– Похоже на точку бифуркации.
– Нет, я говорю не о раздвоении. Это как точка во времени и пространстве, и всё, что было до неё – это называется «до нашей эры», а всё, что случилось после – уже новое время в истории. Я бы назвал их временными точками невозврата, своеобразные хроно-фатумы. Проще говоря, двери судьбы. Когда ты входишь в такую дверь, обратной дороги уже нет. Впрочем, так можно сказать практически про любое знаковое историческое событие. Но момент появления нового экспоната в нашей студии имел значение, как потом выяснилось, только для меня. У каждого человека есть свои точки невозврата. И когда я вскрывал контейнер, у меня было чувство, что я совершаю некое безумство.

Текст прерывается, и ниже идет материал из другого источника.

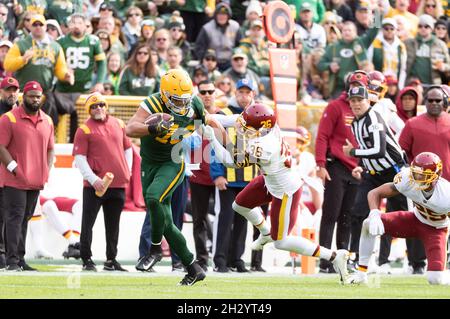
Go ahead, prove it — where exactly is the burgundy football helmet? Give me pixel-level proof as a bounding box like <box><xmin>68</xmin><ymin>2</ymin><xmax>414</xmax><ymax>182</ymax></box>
<box><xmin>237</xmin><ymin>103</ymin><xmax>277</xmax><ymax>138</ymax></box>
<box><xmin>410</xmin><ymin>152</ymin><xmax>442</xmax><ymax>190</ymax></box>
<box><xmin>347</xmin><ymin>70</ymin><xmax>369</xmax><ymax>87</ymax></box>
<box><xmin>367</xmin><ymin>71</ymin><xmax>388</xmax><ymax>103</ymax></box>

Знаете, что это такое? Это когда ты находишься в изменённом состоянии сознания, когда ты руководствуешься не разумом, а двигающей тобою сверхразумной силой, словно происходит нечто, от тебя независящее. Какой-то частью сознания ты вдруг понимаешь, что не можешь поступить иначе, хотя и осознаёшь, что происходит что-то нерациональное. Это как действие магнита. Металлические опилки просто притягиваются к нему под воздействием его силы, и поступить иначе они не в состоянии. Как бы вы назвали это действие?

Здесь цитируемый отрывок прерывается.